View PostMischiefSC, on 14 November 2017 - 02:10 PM, said:


Tonnage.



I would bet that if you put the 12 best players together in a random group of 24 and this group had 50% less tonnage, it will still win most of the game. I.e. tonnage is one predictor and might make a difference when total skill is balance. I for one love to see plenty of 100 tonners when I play a locust :)


View PostMischiefSC, on 14 November 2017 - 02:10 PM, said:

Also the MM is not there to give a 50/50 chance; it's there to test predictions. You really want it to be off by as much as 8% to start, usually though about 4% assuming it has the confidence of 120+ matches per player involved. You want the variance to be off by a bit more than estimated margin of error. At least until you get the players to a point where your confidence in their score is 98-99%, but that's a lot of matches.


The MM is there to make balanced matches, 50/50 is the goal. With my current season, and only with some 50 matches, I am sure it doesn't work as I'm already more than 3 standard deviations away from 50/50 per the binomial distribution. Otherwise, what is the point of MM? Why not just randomly put people together?

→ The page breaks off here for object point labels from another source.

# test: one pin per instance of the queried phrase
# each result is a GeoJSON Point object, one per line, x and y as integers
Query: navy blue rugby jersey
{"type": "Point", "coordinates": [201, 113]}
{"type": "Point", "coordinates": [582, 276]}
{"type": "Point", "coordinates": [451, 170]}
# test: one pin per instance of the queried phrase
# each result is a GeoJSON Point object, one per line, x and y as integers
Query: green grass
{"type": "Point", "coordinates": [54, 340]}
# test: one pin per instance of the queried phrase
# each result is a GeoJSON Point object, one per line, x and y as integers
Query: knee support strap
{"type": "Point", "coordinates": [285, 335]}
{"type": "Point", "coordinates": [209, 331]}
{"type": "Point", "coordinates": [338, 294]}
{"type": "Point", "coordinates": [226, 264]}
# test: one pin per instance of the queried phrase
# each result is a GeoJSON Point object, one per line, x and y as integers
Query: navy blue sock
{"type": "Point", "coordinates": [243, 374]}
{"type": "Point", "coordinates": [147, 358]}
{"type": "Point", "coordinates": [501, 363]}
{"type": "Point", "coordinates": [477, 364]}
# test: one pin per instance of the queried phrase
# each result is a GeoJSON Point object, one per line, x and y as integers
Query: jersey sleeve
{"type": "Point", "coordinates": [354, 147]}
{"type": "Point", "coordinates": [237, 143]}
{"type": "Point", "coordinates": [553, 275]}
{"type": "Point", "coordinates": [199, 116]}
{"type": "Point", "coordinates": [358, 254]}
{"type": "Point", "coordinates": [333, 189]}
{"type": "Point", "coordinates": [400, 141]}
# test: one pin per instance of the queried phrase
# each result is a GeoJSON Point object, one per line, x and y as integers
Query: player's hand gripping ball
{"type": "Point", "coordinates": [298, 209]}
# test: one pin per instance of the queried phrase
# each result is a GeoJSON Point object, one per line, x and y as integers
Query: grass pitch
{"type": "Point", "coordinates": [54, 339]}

View PostMischiefSC, on 14 November 2017 - 02:10 PM, said:

Oddly the more I think about it the more I think you sorta DO want tiers - just based of confidence in the players ranking. So the higher the confidence level the tighter you can try to make the balance for matchmaking and still be making accurate adjustments from the results.


Tier is something to counter skill. Skill makes you win most of your matches, but if you're matched against someone of equal tier, it SHOULD lower you back to 50% again. If Tiers did it's job, most people would have a WLR of 1, with rare exceptions of 1.3, 1.5, etc, but you would never see 3, 4, 5 lol!

View PostMischiefSC, on 14 November 2017 - 02:10 PM, said:

KDR/Damage/Match Score are associated metrics, not predictors. At the highest tiers of performance you'll very likely see a tight correlation because everyone already has a comparable skillset. Out side of that top few % (probably 7 or 8%, on the skill curve that's the point where it turns into more of a cliff than a curve) W/L will have way less viable relation to other metrics.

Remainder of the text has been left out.